On Mon, Nov 04, 2019 at 10:18:07PM +0100, Joerg Jung wrote:
> On Thu, Oct 31, 2019 at 08:28:23AM +0000, gil...@poolp.org wrote:
> > October 24, 2019 8:35 PM, "Joerg Jung" <m...@umaxx.net> wrote:
> >
> > > I used some regex filters in the past which I'm trying to convert to the
> > > latest builtin filters. In particular, I stumbled over a HELO filter,
> > > which rejects non-FQDN HELO forcing SMTP protocol, aka:
> > > Sendmail FEATURE(block_bad_helo) or Postfix reject_non_fqdn_helo_hostname
> > >
> > > I had significant success rate with this kind of blocking, since a good
> > > portions of spammers seem to be too lazy to configure HELO correctly.
> > >
> > > Here is what I came up with:
> > >
> > > # reject HELO/EHLO with leading or trailing dot, and without dots
> > > (non-FQDN)
> > > filter helo phase helo connect match helo regex { "^\.", "\.$",
> > > "^[^\.]*$" } disconnect "554 5.7.1
> > > HELO rejected"
> > > filter ehlo phase ehlo connect match helo regex { "^\.", "\.$",
> > > "^[^\.]*$" } disconnect "554 5.7.1
> > > EHLO rejected
> > >
> > > Now, I just need a way to skip/allow IPv6 address literals, e.g. there
> > > are no dots in EHLO [::1], but still a valid/allowed value.
> > > With old filter-regex I just did a negotiation: ! regex "^\[" to
> > > not apply filter to v6 literals
> > >
> > > Any ideas/hints how to add/implement this with the new builtin regex
> > > filter syntax?
> > >
> >
> > Sadly there would have been a very easy way if I had that use-case in mind
> > pre-release,
> > which would be to make the "proceed" action explicit, you could have had a
> > filter
> > match the inet6 address and proceed to shortcut the matching of non fqdn.
>
> :)
>
> > As of today, there will be no option but to craft your regex to contain
> > both the pattern
> > you want to match AND exclude [ as far as I see it.
>
> But that AND EXCLUDE (aka AND NOT) is not possible with re_format(7),
> because no zero-width negative lookahead or similar tricks are
> available, right?
>
> I wonder if abusing "match" instead of filtering is an option here, with
> match I have the negotiation operator available, so something like this
> would probably work, right?
>
> match ! helo regex "^\[" myaction
> match helo regex { "^\.", "\.$", "^[^\.]*$" } reject
> # further standard match rules following...
>
> The question is, what to put into: myaction, there is no
> pass/accept/skip/jump to other match rules... and "relay"
> will probably result in a loop, no?
>
> Seems like this is just not possible with the built-in syntax for now
> and I need to write a tiny proc-exec filter instead?

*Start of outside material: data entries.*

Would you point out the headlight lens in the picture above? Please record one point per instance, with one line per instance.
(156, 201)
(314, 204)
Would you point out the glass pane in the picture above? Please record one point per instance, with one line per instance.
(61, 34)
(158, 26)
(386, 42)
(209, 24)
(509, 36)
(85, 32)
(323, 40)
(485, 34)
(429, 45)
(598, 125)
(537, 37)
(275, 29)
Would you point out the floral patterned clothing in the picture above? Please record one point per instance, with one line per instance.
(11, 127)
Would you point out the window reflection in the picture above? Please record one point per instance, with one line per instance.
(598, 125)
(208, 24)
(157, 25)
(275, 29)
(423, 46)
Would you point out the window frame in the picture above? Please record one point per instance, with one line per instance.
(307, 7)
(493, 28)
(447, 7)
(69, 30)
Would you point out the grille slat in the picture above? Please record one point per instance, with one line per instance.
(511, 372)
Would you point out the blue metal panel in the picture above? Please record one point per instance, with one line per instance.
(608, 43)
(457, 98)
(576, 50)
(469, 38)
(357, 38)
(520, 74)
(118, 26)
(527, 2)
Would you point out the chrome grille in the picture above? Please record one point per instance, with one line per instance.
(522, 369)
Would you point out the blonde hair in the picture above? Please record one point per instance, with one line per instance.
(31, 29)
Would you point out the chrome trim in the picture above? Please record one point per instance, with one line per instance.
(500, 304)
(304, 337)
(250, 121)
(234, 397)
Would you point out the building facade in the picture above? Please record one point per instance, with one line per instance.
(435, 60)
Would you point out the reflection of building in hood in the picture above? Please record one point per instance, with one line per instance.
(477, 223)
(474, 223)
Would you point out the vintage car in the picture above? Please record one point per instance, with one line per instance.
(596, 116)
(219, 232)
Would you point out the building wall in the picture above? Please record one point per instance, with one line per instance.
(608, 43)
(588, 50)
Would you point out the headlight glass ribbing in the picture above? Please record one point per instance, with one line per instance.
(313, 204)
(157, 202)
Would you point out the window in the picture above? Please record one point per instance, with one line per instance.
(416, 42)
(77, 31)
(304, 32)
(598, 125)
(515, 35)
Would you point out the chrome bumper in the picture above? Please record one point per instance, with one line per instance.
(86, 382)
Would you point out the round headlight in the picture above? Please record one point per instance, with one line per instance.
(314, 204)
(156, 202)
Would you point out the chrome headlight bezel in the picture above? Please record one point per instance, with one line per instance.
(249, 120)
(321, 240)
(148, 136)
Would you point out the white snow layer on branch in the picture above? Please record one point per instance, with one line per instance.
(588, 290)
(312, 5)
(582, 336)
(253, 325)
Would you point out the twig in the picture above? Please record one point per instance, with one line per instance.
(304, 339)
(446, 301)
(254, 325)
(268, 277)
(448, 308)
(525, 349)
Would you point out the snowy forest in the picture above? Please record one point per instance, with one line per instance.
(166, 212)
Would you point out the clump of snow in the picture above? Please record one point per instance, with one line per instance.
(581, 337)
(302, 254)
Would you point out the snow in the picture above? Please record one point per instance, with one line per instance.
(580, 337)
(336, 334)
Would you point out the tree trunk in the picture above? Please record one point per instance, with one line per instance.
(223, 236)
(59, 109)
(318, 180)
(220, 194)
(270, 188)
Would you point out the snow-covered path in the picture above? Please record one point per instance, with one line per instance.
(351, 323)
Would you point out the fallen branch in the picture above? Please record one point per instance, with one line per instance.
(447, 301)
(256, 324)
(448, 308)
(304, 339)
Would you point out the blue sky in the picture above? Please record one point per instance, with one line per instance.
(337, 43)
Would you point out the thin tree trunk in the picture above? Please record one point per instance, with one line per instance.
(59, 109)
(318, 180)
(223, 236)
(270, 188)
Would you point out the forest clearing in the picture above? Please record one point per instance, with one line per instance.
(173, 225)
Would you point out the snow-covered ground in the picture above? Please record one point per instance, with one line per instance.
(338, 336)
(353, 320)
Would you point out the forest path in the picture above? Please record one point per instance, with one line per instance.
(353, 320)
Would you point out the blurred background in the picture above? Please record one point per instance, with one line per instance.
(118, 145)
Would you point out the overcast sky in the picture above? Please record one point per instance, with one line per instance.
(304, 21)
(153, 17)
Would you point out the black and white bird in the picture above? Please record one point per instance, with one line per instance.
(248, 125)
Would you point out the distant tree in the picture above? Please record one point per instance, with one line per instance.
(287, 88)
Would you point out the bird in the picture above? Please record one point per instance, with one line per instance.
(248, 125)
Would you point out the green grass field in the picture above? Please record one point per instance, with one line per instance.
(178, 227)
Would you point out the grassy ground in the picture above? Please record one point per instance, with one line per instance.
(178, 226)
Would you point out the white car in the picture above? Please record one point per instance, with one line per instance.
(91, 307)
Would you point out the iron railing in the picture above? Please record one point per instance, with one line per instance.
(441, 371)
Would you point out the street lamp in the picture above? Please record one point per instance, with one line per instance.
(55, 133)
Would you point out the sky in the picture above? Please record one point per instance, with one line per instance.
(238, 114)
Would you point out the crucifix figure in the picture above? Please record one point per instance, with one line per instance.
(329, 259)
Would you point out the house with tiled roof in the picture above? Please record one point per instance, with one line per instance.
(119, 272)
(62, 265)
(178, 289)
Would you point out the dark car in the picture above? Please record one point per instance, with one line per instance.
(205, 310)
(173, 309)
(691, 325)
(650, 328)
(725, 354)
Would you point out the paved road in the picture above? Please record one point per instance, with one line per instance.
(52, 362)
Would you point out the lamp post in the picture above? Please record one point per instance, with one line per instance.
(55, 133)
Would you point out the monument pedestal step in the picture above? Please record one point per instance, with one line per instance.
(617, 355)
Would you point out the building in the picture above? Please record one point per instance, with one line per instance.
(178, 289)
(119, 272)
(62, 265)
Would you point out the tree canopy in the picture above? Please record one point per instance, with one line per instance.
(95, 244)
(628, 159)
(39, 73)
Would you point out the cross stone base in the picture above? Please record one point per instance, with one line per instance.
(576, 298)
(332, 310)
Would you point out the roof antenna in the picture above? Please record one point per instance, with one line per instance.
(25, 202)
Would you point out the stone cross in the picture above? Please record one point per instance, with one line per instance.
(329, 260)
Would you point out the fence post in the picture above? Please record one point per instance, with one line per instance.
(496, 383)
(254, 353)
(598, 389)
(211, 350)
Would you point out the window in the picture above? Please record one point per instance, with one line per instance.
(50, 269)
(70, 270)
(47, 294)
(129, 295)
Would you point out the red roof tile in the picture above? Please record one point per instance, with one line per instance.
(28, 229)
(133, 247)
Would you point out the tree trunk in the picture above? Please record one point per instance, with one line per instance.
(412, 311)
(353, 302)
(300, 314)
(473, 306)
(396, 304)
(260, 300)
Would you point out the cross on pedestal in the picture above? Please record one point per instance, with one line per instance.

I took a quick shot and wrote a tiny and portable ~20 lines sed based
filter, which can be found below and is released here:
https://www.umaxx.net/dl/filter-fqdn-0.1.tar.gz
I'm not an sed expert and I'm pretty sure the script can be shortened
and further simplified e.g. with some hold buffer exchange, yalla, yalla
Any suggestions or comments are welcome, but for now it does what I want
and works fine for me.
Thanks,
Regards,
Joerg
#!/usr/bin/sed -Enuf
# $Id: filter-fqdn.sed 53 2019-11-20 19:27:59Z umaxx $
# Copyright (c) 2019 Joerg Jung <m...@umaxx.net>
#
# Permission to use, copy, modify, and distribute this software for any
# purpose with or without fee is hereby granted, provided that the above
# copyright notice and this permission notice appear in all copies.
#
# THE SOFTWARE IS PROVIDED "AS IS" AND THE AUTHOR DISCLAIMS ALL WARRANTIES
# WITH REGARD TO THIS SOFTWARE INCLUDING ALL IMPLIED WARRANTIES OF
# MERCHANTABILITY AND FITNESS. IN NO EVENT SHALL THE AUTHOR BE LIABLE FOR
# ANY SPECIAL, DIRECT, INDIRECT, OR CONSEQUENTIAL DAMAGES OR ANY DAMAGES
# WHATSOEVER RESULTING FROM LOSS OF USE, DATA OR PROFITS, WHETHER IN AN
# ACTION OF CONTRACT, NEGLIGENCE OR OTHER TORTIOUS ACTION, ARISING OUT OF
# OR IN CONNECTION WITH THE USE OR PERFORMANCE OF THIS SOFTWARE.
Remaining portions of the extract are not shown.